Isn’t the Supreme Court’s jurisprudence something more than that? Even the use of the reductive term “vote” to describe the justices’ work is problematic. What’s the point of all those long, sometimes long-winded, “opinions” if it only boils down to vote counting? Significantly, the justices themselves studiously resist efforts to assign them and their work to partisan columns on a scorecard.
It’s beyond dispute that the political tilt of the judiciary frames legal outcomes. And it’s true that legal outcomes matter in ways that affect Americans’ every-day lives. Access to health care or participation in one’s cherished religious services or the right to enter the country or the autonomy to marry who one loves, among so many other central issues of life, hang on the justices’ votes. The cumulation of those outcomes, produced by a judiciary now leaning rightward, have the potential to change America overtime and in an enduring way. The partisan character of that effect, however, can’t be the basis for an intrusive overhaul of the apparatus of justice. It is, after all, the natural consequence of shifting political winds and the role the Constitution assigns to the political branches in structuring and assembling the judiciary. The Framers understood how important it would be to anchor the independent and powerful judiciary in democratic and accountable processes. With rising resentment for remote and elite institutions, the need for that popular anchor is not less resonant today. It’s the wisdom behind Mr. Dooley’s conclusion that “the Supreme Court follows the election returns!” Of course, the Democrats understand this. The same levers of judicial politics made the progressive achievements of the New Deal Court and later the Warren Court possible.
The quantitative research informing the reform movement tells us very little about the quality of the Court’s recent jurisprudence. Counting votes doesn’t engage closely with the reasoning, analysis, and methods deployed by the justices. But judicial reasoning is exactly what makes a judge’s “vote” something altogether different to a legislator’s vote. The latter can and should be informed by politics and power, and beyond that need not be justified according to any other kind of logic. Neglecting the very essence of judicial decision-making as it does, quantitative, results-centric critiques of the Court are not a claim that the Court’s work has become shoddy. That would have been a more compelling summons to sweeping judicial reform? To ascertain whether there has been a dramatic decline in the integrity and soundness of judicial reasoning – whether it produces right-leaning or left-leaning results – requires a more traditional engagement with the Court’s cases. That approach involves close readings of the opinions and critical interpretation of the reasoning deployed by the justices. It is a sleeves-rolled-up, painstaking exegesis of the Court’s richly nuanced opinions, and it is bound to produce a different perspective and understanding of the Court’s decisions than that which can be achieved by merely studying vote tallies.
Let me offer an example. I’m doing a big study of the Court’s recent jurisprudence around the doctrine of stare decisis, the longstanding principle that courts are bound by previous decisions of higher-ranking courts on similar matters.

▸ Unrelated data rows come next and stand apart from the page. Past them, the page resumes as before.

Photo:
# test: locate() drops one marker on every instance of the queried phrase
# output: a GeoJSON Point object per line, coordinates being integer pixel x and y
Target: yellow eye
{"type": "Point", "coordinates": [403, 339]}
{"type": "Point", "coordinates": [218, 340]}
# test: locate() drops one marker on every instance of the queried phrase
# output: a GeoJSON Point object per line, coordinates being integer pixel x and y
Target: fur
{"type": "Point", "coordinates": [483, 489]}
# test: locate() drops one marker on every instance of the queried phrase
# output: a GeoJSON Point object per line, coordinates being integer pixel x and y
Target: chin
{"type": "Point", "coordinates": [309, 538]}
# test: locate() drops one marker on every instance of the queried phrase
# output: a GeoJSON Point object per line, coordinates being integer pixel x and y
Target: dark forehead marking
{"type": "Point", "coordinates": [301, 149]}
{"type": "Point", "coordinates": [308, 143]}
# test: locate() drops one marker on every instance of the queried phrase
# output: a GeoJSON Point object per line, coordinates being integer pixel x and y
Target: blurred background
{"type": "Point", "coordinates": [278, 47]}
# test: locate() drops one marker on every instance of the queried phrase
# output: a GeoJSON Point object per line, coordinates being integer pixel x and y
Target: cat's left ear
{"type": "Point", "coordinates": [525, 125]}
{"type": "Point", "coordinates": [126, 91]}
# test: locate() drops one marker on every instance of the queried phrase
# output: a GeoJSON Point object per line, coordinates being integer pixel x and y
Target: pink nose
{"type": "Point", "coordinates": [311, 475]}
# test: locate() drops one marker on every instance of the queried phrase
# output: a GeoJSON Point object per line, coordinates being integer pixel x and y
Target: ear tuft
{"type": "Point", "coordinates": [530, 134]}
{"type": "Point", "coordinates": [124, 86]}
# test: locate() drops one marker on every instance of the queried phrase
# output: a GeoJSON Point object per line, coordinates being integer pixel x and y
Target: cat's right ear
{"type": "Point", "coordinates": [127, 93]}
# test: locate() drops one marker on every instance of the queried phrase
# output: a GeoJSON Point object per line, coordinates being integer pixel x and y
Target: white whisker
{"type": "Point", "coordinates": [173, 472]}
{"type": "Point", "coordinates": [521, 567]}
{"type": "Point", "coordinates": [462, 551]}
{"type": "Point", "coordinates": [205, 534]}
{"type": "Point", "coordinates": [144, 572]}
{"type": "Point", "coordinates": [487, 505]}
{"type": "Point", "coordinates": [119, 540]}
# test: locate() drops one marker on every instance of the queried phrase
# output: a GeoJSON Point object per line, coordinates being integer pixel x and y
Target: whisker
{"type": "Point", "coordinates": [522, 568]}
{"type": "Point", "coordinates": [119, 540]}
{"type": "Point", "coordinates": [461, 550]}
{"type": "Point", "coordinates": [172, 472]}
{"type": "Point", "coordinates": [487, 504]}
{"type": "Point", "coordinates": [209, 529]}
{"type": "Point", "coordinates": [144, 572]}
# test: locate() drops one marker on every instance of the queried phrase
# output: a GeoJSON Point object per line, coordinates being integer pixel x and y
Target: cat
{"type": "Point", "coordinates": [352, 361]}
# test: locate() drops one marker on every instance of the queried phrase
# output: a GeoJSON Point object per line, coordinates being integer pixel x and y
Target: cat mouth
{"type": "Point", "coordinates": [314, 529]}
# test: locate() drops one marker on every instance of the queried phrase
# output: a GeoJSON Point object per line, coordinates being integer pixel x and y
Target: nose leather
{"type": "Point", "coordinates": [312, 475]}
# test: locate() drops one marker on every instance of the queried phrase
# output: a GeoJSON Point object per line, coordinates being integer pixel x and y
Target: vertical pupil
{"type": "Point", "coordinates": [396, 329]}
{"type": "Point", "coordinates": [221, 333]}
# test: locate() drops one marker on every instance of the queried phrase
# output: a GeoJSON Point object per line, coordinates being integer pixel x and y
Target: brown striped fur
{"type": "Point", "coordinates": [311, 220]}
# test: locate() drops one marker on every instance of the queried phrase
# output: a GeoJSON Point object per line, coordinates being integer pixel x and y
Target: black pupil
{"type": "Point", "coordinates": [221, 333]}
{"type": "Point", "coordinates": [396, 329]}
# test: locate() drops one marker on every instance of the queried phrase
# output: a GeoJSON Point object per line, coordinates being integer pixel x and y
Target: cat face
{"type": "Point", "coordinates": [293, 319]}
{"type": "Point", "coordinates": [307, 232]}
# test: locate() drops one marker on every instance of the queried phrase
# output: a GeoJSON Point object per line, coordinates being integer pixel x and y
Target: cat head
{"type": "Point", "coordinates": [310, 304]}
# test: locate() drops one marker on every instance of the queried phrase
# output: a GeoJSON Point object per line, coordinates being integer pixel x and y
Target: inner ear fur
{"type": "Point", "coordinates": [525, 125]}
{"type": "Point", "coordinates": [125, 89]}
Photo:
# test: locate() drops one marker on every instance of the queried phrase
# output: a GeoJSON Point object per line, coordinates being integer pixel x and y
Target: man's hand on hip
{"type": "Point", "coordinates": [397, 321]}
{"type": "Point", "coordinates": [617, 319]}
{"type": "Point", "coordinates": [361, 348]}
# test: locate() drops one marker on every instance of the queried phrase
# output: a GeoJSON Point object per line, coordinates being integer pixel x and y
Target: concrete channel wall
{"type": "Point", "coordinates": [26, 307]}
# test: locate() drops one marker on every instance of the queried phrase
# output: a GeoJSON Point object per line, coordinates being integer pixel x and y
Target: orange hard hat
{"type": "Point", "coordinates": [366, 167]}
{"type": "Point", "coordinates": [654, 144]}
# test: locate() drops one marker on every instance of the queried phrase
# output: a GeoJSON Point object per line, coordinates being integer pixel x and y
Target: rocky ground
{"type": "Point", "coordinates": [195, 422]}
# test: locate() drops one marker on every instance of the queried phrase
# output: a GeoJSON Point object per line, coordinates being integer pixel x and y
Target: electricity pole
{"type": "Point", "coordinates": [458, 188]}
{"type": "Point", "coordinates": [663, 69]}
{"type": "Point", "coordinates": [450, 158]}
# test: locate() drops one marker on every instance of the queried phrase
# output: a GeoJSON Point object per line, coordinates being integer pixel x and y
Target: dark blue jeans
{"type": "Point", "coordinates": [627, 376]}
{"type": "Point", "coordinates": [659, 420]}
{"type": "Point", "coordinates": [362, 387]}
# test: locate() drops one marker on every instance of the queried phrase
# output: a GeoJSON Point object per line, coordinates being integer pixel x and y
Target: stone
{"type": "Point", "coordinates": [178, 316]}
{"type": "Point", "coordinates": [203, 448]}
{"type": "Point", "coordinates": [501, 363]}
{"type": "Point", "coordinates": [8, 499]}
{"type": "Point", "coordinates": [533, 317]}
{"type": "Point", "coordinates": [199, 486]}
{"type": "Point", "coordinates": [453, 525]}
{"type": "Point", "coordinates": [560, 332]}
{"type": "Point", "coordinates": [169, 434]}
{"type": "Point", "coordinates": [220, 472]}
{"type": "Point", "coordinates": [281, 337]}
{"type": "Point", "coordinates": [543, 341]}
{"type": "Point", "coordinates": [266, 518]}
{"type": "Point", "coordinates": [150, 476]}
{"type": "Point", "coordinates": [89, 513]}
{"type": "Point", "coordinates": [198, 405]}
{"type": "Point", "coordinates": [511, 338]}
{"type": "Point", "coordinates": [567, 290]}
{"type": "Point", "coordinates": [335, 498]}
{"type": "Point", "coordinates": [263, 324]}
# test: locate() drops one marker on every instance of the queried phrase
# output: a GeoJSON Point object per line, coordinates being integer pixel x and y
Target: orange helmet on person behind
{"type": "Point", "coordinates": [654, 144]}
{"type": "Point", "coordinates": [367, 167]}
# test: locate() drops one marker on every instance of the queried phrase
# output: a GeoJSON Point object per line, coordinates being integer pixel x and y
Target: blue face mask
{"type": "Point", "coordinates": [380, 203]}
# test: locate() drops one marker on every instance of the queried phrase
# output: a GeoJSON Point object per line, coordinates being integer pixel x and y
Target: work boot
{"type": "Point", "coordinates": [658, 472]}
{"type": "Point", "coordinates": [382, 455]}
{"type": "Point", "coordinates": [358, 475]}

A simple conservative-liberal assessment of the votes in the relevant cases permits the superficial conclusion that the Court’s liberal wing favors adherence to precedent while the conservative wing is more willing to depart from the doctrine of stare decisis. So far, so good. But a close reading of the many opinions in that line of cases reveals a surprising convergence around the notion of law’s determinacy among justices as politically divergent as Justices Clarence Thomas and Elena Kagan. Far more than their votes in those cases, an understanding of the justices’ vision of the law that emerges from what they actually wrote in support of their votes is an insight of greater long-term significance. It also shows that there are curious departures from the standard left-right politicization critique of the Court. Beneath the votes, and at the level of the justices’ reasoning, there were nuanced strains of jurisprudential agreement that remain un-excavated if we operate only at the level of vote counting. On top of it all, the opinions turned out to be admirably sophisticated. They involved a wide variety of interpretive approaches, clear and coherent reasoning, and lively rhetoric. Whatever the outcome of the votes on the question of the fate of stare decisis, it is impossible to say that the quality of the Court’s engagement with the issue is somehow lacking.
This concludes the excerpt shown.